# System occaisonally hangs w/ no trace.  HW problem?

## john.newman

Over the past month I've been working to get this PC updated a bit.  It's been a long list of mini projects.  Everything is going well, except ...   :Razz: 

I sadly get a full system hang from time to time.  Everything stops.  If I have music playing it will stutter.  Even alt+sysrq doesn't work, I have to go to the power button.   :Mad:   There seems to be no pattern for when this happens, idle or varying workloads.  It's sporadic and occaisonal - twice yesterday, the day before smooth, once the day before that, etc.
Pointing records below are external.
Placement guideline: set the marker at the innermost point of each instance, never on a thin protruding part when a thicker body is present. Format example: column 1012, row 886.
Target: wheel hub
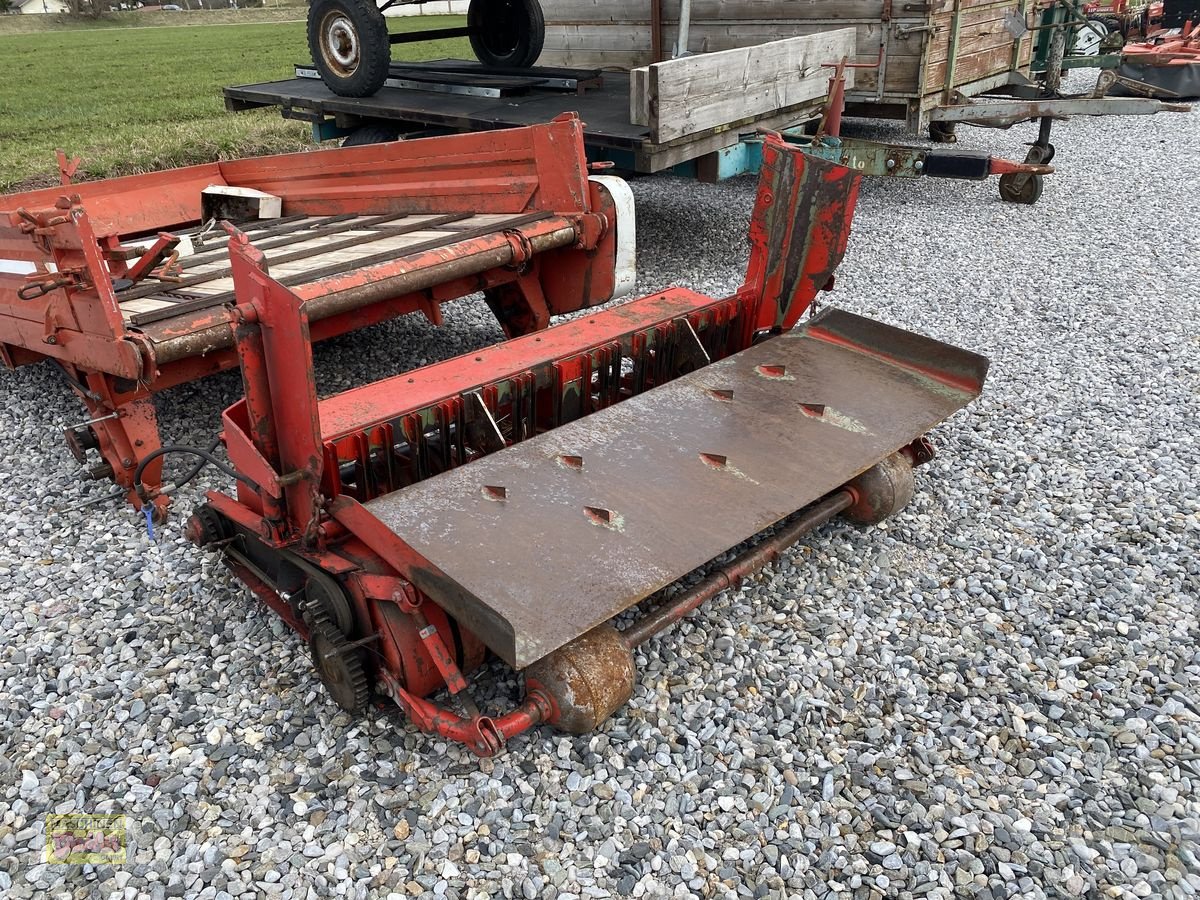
column 341, row 43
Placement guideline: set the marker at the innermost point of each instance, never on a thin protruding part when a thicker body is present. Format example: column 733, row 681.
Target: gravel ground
column 993, row 695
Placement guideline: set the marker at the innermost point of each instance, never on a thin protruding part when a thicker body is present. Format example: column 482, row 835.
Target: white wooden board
column 712, row 90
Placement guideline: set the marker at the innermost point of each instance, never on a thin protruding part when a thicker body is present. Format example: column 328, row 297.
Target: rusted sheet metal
column 667, row 479
column 798, row 231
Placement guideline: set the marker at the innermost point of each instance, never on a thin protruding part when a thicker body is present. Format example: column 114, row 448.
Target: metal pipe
column 684, row 27
column 729, row 575
column 655, row 30
column 220, row 337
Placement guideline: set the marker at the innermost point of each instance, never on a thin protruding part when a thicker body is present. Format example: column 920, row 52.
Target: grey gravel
column 993, row 695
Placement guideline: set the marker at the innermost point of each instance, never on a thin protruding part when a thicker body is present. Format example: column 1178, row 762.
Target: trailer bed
column 604, row 109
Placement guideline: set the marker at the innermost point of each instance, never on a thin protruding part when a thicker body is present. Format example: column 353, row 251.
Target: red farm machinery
column 534, row 501
column 124, row 283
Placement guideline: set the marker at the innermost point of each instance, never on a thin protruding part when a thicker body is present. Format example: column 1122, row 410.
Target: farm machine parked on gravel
column 519, row 501
column 123, row 283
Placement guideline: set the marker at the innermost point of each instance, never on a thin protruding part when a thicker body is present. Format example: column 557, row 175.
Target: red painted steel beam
column 370, row 405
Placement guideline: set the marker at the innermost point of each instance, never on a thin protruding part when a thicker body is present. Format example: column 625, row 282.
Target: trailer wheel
column 349, row 45
column 371, row 135
column 1017, row 187
column 507, row 34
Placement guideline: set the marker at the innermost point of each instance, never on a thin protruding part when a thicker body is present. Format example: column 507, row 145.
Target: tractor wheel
column 371, row 135
column 508, row 34
column 1017, row 187
column 349, row 45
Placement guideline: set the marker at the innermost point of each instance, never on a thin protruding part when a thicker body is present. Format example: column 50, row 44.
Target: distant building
column 41, row 6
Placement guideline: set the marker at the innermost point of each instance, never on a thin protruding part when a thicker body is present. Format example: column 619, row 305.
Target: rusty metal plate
column 537, row 544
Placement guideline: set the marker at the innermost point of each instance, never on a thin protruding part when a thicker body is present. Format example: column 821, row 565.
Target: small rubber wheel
column 507, row 34
column 371, row 135
column 1017, row 187
column 942, row 133
column 349, row 46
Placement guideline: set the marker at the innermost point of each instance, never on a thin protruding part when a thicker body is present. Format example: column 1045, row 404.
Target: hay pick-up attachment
column 519, row 499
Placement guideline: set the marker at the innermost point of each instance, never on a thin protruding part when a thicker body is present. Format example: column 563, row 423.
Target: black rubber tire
column 371, row 135
column 507, row 34
column 1015, row 190
column 357, row 69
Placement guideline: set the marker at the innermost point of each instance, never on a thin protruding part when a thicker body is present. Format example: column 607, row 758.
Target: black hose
column 198, row 466
column 207, row 456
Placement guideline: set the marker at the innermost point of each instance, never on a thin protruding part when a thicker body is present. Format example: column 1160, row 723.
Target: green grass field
column 141, row 99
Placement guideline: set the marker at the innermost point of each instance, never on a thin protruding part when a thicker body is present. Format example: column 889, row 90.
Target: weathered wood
column 712, row 36
column 640, row 96
column 917, row 39
column 639, row 11
column 697, row 94
column 658, row 157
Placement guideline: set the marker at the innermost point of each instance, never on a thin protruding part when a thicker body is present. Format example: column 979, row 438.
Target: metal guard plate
column 670, row 479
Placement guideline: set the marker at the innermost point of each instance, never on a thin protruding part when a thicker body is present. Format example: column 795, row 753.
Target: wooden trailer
column 915, row 55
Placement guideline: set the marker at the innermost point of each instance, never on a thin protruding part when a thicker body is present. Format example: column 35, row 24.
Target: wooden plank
column 640, row 96
column 712, row 36
column 696, row 94
column 901, row 78
column 657, row 157
column 639, row 11
column 972, row 66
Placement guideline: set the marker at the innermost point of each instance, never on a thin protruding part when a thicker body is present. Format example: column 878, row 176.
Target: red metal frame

If I had a trace to look at that would be helpful. Can anyone explain how I can go about trying to get a trace (if possible)? I do not have a serial console.  

I've changed a lot since it was stable - so it could be a hardware problem, new bios version problem, bios setting problem (there's a lot going on here), or new kernel problem.  The previous "build" of this machine was on 3.12 and was fine.  With the new build, I've been on 4.0, 4.1, 4.2, 4.3 and they all hang.  dmesg looks quite good and otherwise everything is functioning very well.  The long smartmon test passes on each drive. There is no dust, and the machine is properly watercooled with good airflow and only touches 43C under load. Bios overclock type settings are all stock.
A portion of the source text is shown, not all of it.